Flip the channel—literally, to the “secular” spectrum—and oh, what a plot twist! The anti-Modi media mafia, those guardians of the “idea of India” (as long as it doesn’t involve GST refunds), has pivoted harder than a rickshaw in Chandni Chowk traffic. Iran isn’t just a player here; it’s the underdog hero of their narrative, a plucky David slinging stones at the Goliath of imperialism. “Look at those brave Iranian missiles lighting up US bases!” beams the primetime prophet, voice dripping with the righteous fury of a man who’s just discovered quinoa. Wide-angle shots of Tehran’s retaliatory fireworks get more airtime than a Kumbh Mela stampede, complete with soulful BGM from AR Rahman’s rejected tracks.

Why the Iran infatuation? Simple: Modi backs Israel, so they back the ayatollahs. It’s not about foreign policy nuance—no, siree. It’s payback. “While BJP sells India’s soul to Zionist lobbyists,” intones the expert (a tweed-jacketed academic who once tweeted #JusticeForJNU), “Iran stands for the oppressed! Remember how they boycotted that Israeli film festival? That’s solidarity!” Cue the outrage montage: Clips of US carrier groups edited to look like they’re steaming toward Wagah Border, overlaid with captions like “Modi’s Masters Strike Back.” And don’t get me started on the “Gulf Diaspora Alert” segments, where NRIs in Dubai are grilled: “Are you safe from BJP’s proxy warmongers?” One hapless UAE-based accountant, mid-bite of shawarma, stammers, “I just want cheaper petrol,” only for the anchor to pivot: “See? Even expats know Iran’s pain is our pain!”

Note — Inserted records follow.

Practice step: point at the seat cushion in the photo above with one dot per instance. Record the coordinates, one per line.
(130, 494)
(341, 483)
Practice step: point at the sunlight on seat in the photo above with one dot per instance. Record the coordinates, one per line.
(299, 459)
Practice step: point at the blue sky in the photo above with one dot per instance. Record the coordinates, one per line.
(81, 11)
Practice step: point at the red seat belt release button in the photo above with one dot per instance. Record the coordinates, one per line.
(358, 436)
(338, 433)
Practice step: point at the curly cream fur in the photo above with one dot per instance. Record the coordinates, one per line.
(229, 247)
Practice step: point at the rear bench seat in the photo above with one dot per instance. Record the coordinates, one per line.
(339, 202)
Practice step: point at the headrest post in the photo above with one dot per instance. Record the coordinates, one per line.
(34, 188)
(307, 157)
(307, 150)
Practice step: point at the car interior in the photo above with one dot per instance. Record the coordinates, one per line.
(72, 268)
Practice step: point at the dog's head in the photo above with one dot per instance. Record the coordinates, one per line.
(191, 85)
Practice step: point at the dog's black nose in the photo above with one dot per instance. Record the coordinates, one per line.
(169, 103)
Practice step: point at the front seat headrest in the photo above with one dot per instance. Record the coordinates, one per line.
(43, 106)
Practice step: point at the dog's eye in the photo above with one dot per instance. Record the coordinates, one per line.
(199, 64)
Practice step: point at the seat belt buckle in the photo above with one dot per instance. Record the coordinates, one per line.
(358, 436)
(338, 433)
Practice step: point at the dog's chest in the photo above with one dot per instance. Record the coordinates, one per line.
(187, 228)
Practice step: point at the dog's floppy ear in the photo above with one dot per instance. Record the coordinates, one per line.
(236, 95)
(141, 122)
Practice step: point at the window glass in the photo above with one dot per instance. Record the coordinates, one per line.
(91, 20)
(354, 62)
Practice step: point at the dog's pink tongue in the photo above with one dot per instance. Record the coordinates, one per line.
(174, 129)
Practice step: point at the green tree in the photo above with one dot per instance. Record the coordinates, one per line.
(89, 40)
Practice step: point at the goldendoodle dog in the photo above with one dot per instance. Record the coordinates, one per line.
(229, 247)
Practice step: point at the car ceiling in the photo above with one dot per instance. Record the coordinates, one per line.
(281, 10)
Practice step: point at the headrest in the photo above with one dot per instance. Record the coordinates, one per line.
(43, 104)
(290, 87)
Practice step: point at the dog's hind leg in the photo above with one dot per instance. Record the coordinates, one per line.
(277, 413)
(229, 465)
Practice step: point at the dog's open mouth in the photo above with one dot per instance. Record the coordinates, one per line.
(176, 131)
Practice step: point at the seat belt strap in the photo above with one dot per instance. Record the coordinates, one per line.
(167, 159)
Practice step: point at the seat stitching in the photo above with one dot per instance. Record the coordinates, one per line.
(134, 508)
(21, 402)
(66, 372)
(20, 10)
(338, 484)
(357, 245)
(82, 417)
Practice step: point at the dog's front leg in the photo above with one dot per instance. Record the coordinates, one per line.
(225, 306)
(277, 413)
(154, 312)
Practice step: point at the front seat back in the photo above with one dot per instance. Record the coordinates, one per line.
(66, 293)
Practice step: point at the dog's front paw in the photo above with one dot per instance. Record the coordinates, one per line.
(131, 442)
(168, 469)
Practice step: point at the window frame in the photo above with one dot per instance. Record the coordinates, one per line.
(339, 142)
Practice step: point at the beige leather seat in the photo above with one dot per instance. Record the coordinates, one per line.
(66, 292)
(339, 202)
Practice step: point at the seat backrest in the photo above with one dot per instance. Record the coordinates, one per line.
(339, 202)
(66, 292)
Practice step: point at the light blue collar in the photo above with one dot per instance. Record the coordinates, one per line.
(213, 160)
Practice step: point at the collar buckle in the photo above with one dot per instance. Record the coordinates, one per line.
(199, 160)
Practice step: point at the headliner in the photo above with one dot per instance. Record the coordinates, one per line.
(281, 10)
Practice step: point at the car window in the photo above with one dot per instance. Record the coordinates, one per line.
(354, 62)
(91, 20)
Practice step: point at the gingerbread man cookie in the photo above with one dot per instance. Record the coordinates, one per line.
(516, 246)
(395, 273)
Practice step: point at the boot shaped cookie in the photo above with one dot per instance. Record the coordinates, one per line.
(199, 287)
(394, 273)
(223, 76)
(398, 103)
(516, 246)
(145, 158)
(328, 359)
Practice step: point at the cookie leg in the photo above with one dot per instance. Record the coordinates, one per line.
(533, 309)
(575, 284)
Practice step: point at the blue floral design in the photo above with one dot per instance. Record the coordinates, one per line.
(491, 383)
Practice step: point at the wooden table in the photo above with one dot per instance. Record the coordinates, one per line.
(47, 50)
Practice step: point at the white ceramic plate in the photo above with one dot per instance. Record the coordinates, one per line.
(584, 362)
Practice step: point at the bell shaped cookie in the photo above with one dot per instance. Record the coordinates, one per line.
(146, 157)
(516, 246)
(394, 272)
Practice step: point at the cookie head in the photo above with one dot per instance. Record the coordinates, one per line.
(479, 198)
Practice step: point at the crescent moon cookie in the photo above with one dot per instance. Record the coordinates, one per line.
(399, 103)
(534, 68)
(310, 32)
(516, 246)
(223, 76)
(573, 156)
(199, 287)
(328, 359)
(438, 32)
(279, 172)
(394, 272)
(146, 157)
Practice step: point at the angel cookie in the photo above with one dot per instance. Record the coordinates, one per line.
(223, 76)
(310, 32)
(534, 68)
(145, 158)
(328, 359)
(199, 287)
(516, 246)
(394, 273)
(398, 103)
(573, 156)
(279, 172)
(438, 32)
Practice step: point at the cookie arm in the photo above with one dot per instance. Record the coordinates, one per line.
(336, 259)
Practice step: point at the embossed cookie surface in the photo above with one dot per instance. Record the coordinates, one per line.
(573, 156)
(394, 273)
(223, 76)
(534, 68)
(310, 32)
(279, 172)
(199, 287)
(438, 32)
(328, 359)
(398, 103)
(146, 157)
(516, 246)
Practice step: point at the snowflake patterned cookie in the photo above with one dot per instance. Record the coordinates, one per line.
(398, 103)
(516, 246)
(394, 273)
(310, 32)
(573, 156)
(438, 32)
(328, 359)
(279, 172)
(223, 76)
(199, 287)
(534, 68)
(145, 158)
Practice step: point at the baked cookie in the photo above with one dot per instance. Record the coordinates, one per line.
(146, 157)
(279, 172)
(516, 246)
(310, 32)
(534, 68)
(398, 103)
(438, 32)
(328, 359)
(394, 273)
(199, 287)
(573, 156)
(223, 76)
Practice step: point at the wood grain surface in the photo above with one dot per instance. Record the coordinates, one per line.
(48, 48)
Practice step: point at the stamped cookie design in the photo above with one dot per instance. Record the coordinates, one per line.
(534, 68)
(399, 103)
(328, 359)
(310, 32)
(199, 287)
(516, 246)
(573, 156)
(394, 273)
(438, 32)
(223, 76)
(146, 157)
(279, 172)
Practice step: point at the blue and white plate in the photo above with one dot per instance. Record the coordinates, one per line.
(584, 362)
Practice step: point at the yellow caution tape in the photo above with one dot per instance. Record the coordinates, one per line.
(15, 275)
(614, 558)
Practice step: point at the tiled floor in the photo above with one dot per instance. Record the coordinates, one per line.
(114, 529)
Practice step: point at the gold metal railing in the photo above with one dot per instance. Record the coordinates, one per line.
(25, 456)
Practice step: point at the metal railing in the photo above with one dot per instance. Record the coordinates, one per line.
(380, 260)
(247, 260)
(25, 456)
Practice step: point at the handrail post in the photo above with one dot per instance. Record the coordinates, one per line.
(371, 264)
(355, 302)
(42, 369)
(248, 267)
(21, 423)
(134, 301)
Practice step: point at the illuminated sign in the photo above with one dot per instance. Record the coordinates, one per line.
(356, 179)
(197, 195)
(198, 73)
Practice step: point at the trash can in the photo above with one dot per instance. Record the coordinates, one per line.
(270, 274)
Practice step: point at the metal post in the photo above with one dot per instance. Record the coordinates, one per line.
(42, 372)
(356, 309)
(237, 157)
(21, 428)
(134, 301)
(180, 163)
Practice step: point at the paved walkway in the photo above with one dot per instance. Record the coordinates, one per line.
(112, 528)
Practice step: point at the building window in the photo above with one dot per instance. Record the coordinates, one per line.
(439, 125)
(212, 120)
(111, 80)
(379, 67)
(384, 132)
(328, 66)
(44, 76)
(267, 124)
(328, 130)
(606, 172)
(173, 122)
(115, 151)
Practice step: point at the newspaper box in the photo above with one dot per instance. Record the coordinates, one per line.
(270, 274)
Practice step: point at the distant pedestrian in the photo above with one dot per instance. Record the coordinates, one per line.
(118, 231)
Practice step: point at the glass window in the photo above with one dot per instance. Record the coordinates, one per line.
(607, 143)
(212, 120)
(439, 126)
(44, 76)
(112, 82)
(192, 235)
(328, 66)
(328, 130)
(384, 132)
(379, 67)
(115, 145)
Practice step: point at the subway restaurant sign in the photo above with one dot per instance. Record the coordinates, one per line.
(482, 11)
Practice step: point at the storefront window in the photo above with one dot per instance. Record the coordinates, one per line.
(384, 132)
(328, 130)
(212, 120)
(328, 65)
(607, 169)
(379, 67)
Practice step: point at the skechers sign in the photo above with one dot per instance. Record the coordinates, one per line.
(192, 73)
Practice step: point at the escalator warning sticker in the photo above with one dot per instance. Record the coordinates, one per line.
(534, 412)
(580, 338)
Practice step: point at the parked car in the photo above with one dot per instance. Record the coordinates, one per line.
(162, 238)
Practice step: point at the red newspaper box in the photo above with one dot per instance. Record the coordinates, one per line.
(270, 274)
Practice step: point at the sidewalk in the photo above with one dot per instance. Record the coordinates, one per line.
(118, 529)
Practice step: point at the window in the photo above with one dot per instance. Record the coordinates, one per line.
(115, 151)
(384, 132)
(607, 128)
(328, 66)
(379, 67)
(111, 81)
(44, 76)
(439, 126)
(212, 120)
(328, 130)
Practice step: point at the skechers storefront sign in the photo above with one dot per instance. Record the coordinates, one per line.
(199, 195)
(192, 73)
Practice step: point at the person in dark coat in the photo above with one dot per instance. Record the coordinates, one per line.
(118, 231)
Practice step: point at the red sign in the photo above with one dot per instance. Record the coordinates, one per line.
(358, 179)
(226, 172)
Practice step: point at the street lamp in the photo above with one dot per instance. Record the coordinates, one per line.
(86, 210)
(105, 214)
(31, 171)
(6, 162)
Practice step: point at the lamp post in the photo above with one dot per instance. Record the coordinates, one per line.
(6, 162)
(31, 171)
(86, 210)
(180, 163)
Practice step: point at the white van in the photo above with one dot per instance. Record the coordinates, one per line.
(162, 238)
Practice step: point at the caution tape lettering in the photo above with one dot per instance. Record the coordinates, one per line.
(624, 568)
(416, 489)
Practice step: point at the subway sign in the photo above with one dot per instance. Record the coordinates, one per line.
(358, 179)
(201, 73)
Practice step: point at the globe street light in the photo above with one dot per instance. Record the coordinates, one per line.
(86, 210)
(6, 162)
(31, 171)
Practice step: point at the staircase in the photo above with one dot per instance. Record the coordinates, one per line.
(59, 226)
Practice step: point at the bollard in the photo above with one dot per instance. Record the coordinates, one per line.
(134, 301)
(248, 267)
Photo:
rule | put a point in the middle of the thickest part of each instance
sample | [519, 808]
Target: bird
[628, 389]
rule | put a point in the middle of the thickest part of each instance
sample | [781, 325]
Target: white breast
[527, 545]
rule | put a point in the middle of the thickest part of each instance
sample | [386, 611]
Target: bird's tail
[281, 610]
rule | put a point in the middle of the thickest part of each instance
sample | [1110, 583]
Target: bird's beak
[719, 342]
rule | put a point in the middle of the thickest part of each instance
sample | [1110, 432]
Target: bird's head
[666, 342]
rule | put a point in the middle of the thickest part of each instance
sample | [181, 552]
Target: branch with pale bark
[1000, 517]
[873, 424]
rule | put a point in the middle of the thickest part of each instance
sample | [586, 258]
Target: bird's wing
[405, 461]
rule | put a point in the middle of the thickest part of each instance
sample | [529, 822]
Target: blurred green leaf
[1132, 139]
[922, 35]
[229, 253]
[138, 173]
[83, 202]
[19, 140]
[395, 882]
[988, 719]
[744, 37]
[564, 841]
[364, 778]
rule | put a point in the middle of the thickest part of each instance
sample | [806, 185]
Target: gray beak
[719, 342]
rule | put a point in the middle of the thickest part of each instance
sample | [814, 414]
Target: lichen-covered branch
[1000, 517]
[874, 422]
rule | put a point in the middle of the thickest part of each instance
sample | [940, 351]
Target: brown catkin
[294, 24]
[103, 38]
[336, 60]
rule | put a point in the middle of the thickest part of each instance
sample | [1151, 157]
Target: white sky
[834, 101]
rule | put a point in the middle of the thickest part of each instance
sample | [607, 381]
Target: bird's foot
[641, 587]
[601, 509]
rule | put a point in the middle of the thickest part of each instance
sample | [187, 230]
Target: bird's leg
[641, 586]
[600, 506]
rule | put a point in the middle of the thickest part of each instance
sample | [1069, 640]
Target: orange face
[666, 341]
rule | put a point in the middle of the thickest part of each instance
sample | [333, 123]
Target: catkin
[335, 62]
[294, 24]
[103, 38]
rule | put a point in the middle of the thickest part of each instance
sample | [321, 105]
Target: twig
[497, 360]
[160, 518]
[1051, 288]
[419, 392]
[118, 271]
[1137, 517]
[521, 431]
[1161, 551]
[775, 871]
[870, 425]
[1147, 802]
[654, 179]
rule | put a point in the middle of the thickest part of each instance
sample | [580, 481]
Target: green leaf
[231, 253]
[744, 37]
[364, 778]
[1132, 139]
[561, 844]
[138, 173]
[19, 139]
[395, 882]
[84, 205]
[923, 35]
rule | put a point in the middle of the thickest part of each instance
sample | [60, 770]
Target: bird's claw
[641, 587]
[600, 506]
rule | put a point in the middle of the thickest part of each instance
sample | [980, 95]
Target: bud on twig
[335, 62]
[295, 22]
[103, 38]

Our media isn’t divided by ideology; it’s divided by I&B Ministry coffee breaks. One side sees every F-35 flyover as a Viksit Bharat endorsement; the other views every IRGC speedboat as a metaphor for “people’s resistance” against Adani ports. Lost in this crossfire? Actual journalism. Facts? Those are for amateurs. Balance? As passé as Doordarshan reruns. Instead, we get TRP wars where viewer ratings spike not on casualty counts but on how many times “genocide” or “genius strike” gets hashtagged.

Picture this: A hypothetical summit where Iranian drones and Israeli interceptors pause mid-air for a Tata Tea break, only to be upstaged by our anchors duking it out in a “Who Loves Their PM More?” cage match. The real casualty? Us, the viewers, force-fed this farce while the world burns. Iran fires at US bases? BJP media: “Modi’s deterrence works!” Opposition outlets: “It’s blowback from hugging Tel Aviv!” Meanwhile, in Kerala’s backwaters or Kollam’s quiet streets, folks like you and me just want to know if onion prices will rocket higher than those Tomahawks.

So here’s the kicker, dear reader: In this great Indian media war, nobody wins. The only victors are the ad breaks hawking fairness creams for “battle-hardened” skin. Time to switch off, shall we? Or better yet, start our own channel: News from Narnia—where biases are slayed by lions, and the only proxy is for your VPN. Until then, pass the popcorn; the next episode’s bound to be a riot.